If you guessed “a,” I am sorry to inform you that you are wrong and even in the 21st-century women and almost everyone else who isn’t a straight, white male has experienced some kind of oppression or discrimination. This incredibly misogynistic statement was tweeted by Piers Morgan in response to the Women’s Marches that were taking place all over the world. Unfortunately, it is apparent that he was not the only one who scoffed at the crazy idea of women marching for equality since his tweet had over 24,000 retweets. So, Mr. Morgan, I am sorry that female empowerment scares you and I’m sorry for the people who think that feminism is some evil to be feared.
I texted my friend Hannah at 1 p.m. on Friday about a spontaneous trip to Washington D.C. to participate in the Women’s March. By 7 p.m. we were throwing our backpacks into the back of her Chevy and speeding off to our nation’s capitol. Saturday morning as we walked towards the rally that was happening in anticipation of the march, we passed masses of people wearing pink hats and carrying signs ready to be held up. As we got to the center of the action, we saw a variety of people. Contrary to some people’s beliefs, this march was not all women. There were people representing many ethnicities and religions. People were not only marching in solidarity for women’s rights but also for LGBTQ rights, to protest racism and to unite in support that the United States should welcome immigrants. There were men and children marching. I got chills as I passed a little girl with a sign that read “I’d rather break glass ceilings than wear glass slippers.”
As we stood in a crowd of thousands of people, I felt empowered. When you see statistics about women being paid less than men or hear stories of sexual assault where the victim is treated like they are to blame or women who don’t want to have kids are looked at as living unfulfilled lives and a group of men sign laws about what you’re allowed to do with your own uterus, you can start to feel like nothing will change. Walking with this crowd of people who refused to be silenced by hatred was one of the most amazing experiences. I left with a warm heart and hope for the future.
With these thoughts of hope, also came annoyance. Why is it that we as women still have to worry about not having control over our own bodies? Why can’t two men get married without people saying they’re sinners? Why is racism still a problem in our modern society? At the march, I met a lot of wonderful people. Two of those being a mother and daughter duo named Willow and Robyn. I think they shared this sentiment of disbelief that inequality is still something that we need to be protesting.

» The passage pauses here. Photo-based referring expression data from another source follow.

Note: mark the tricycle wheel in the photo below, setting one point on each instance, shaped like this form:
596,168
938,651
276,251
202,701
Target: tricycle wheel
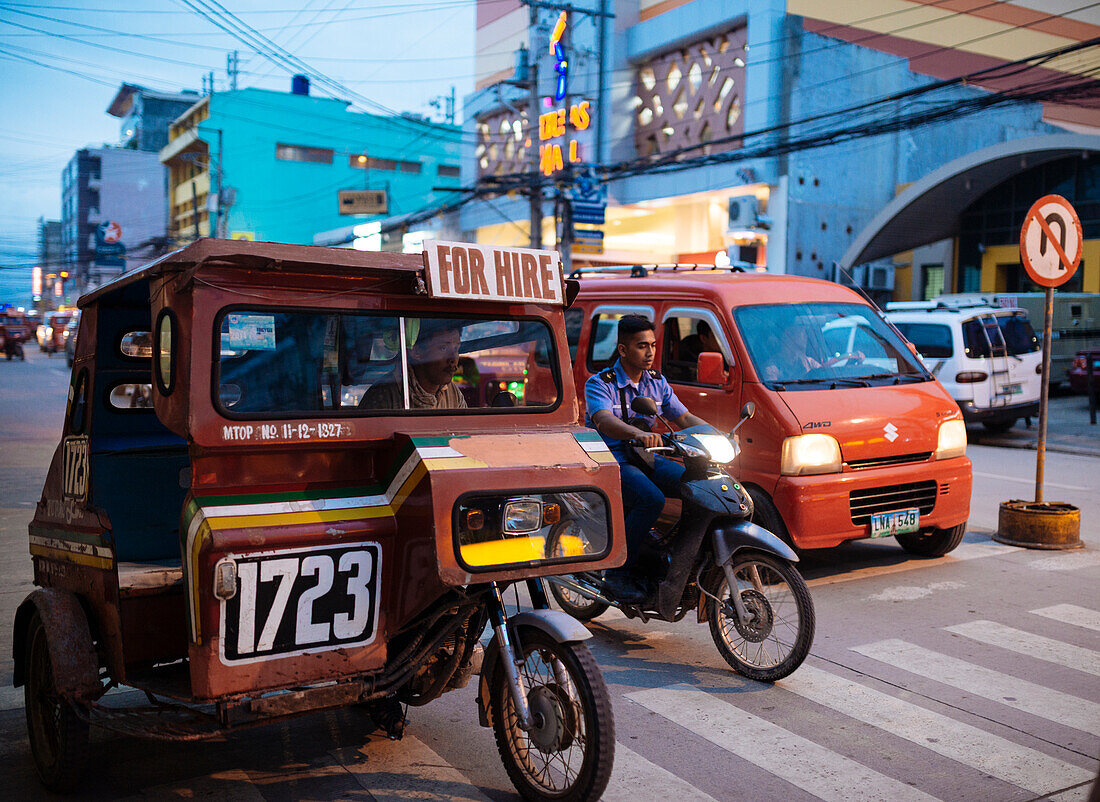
58,737
778,639
568,754
937,544
579,606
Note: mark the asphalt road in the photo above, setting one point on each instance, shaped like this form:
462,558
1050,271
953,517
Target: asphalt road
971,677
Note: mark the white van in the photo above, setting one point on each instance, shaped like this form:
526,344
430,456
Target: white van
987,358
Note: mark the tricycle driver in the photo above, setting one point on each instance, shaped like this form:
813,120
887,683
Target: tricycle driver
607,397
432,359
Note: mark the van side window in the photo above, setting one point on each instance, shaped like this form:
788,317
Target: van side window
685,338
932,340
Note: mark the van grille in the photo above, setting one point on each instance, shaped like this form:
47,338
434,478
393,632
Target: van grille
879,461
865,503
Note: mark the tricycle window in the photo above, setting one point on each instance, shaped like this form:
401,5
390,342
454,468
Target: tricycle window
303,362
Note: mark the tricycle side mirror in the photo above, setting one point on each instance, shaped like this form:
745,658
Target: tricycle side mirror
711,369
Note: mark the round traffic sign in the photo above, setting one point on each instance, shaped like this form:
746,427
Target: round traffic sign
1051,241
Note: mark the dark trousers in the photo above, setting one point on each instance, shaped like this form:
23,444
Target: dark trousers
642,498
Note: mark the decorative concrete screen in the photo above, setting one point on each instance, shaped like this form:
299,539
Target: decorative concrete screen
502,144
691,96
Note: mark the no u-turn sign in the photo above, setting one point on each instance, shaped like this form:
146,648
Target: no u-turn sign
1051,241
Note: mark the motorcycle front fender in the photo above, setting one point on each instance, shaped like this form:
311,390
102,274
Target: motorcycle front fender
560,626
729,538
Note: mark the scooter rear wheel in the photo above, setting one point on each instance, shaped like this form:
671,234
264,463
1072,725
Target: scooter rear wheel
778,639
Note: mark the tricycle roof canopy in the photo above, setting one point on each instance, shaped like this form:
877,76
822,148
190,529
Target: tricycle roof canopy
276,257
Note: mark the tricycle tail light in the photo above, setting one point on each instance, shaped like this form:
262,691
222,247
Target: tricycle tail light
521,516
224,579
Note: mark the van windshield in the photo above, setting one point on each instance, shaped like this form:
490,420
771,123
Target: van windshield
821,345
305,363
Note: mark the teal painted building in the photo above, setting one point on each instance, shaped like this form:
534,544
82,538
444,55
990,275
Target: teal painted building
267,165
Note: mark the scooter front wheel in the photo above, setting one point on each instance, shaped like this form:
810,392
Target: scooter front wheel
578,605
778,638
569,751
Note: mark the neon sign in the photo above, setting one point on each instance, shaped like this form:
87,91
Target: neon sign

“This is my life,” Willow bluntly stated. “The idea that we don’t have complete control over our own bodies and that we’re in a society that thinks sexism isn’t a thing. I’m scared of what we’re headed towards as a country.”
Robyn agreed with her daughter, “I thought that by the time my daughters were adult women things would be 100 percent equal and I’m disappointed to see it backsliding.”
One of the most amazing things about being a part of this day is that I knew that I was surrounded by thousands of other supportive individuals. Marches occurred in cities everywhere in the U.S. as well as all seven continents (even Antarctica).
So, Piers Morgan, you may have had thousands of retweets and had support from people tweeting comfortably through the protection of a computer screen but across the U.S.A. alone over 3 million people took action and made their voices heard, which I’m sure made Susan B. Anthony proud.